In April 2018, the Civic Centre CIVIVOX in Iturrama, Pamplona, hosted the temporary architectural exhibition “La belleza de los esqueletos de la arquitectura” (The Beauty of the Bones of Architecture). The centerpiece of the show was “Light of Life.”

Fernando Molina Arquitectura designed “Light of Life,” a display shaped like an egg that glows with light. This structure was a component of an academic project completed by University of Navarra School of Architecture Geometry students. Their main contribution to the FORUN summit, whose central topic was “the future,” was this display.

This show featured five structures and a scale model of those buildings to emphasize the formal beauty of architecture’s structural function, which is embodied in many examples.

Light of Life

This structure’s exhibition purpose is to symbolize the significance of Easter eggs. Since chocolate eggs signify fertility and life, they are traditionally presented as gifts yearly.

Very basic tools and methods were employed. It is a thin, light framework made of hardwood bars with plastic connectors between them, coated in two layers of polypropylene triangles with cells. It comprises a matrix of articulated polyhedrons, such as tetrahedrons and octahedrons, which create the two parallel skins of the egg. These polyhedrons are stable because they are hollow bricks.

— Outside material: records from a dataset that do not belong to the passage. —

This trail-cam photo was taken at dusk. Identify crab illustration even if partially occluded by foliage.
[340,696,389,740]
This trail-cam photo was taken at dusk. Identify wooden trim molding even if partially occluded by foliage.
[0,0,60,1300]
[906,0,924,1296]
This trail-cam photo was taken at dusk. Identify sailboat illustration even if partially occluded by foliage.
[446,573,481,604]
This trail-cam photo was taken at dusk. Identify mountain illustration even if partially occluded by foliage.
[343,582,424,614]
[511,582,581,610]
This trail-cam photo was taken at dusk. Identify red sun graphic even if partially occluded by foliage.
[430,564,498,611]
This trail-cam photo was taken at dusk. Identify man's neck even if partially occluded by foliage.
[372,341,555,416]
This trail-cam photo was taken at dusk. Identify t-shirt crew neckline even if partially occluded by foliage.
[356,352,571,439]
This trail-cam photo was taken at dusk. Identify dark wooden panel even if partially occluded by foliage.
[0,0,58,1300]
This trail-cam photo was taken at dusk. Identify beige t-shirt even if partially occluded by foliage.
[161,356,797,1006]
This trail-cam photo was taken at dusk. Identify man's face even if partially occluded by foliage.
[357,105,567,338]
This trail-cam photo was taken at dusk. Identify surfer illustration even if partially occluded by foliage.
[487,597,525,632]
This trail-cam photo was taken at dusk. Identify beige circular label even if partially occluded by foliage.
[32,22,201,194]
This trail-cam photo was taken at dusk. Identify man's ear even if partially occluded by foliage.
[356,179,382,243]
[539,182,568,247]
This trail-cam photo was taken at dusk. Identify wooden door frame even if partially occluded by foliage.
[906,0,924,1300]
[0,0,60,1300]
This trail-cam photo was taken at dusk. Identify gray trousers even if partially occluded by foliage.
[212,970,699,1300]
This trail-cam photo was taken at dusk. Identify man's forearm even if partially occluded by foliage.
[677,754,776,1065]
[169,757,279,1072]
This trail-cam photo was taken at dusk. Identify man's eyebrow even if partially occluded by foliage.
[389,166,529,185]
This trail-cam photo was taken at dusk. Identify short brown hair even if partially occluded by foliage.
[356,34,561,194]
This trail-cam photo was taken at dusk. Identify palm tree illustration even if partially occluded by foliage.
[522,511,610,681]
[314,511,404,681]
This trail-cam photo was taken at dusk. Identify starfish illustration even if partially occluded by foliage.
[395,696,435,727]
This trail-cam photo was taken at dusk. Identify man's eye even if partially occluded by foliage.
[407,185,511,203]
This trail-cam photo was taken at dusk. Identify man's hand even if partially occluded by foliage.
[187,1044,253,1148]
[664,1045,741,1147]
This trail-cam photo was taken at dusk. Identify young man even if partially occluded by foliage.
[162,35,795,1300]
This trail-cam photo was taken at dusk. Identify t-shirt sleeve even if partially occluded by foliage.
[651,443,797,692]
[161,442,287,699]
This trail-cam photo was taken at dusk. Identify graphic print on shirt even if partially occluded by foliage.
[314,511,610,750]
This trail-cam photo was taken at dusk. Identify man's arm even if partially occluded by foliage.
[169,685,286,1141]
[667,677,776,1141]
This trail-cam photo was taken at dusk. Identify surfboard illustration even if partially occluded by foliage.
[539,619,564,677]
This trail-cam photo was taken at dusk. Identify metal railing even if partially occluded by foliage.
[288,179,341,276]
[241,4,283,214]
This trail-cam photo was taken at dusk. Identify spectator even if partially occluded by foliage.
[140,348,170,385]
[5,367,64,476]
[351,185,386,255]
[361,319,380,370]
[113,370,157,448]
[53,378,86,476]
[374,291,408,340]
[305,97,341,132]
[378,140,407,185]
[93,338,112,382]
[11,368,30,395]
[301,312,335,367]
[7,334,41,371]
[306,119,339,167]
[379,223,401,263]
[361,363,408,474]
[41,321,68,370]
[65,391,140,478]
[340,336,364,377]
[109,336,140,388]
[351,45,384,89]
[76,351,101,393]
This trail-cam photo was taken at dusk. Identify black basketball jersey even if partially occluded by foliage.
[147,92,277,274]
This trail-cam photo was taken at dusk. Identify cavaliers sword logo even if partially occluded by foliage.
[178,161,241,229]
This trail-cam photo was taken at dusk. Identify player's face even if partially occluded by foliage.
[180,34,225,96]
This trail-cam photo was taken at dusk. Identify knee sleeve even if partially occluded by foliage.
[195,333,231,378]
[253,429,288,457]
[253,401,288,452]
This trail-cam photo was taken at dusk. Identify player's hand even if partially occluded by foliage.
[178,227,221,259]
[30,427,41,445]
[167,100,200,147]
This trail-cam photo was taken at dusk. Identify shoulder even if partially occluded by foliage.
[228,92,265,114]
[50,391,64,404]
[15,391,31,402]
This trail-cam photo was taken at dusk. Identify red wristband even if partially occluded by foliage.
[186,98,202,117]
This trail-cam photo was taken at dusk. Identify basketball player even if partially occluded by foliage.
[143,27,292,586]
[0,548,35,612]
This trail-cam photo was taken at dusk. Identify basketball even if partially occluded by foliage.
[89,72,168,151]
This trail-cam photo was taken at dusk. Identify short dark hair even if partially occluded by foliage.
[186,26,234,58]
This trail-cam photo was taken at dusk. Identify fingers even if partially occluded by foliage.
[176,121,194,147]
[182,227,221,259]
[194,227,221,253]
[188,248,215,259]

The articulation system needed to be inexpensive, rapid, simple to operate, and not require a great deal of technical expertise for first-year students to readily assemble the structure.

Students had to discretize a surface with a variable cross-section into linear elements and planes. Two layers of discretization were applied to twenty-four-sided regular horizontal polygonal rings to create plane triangles.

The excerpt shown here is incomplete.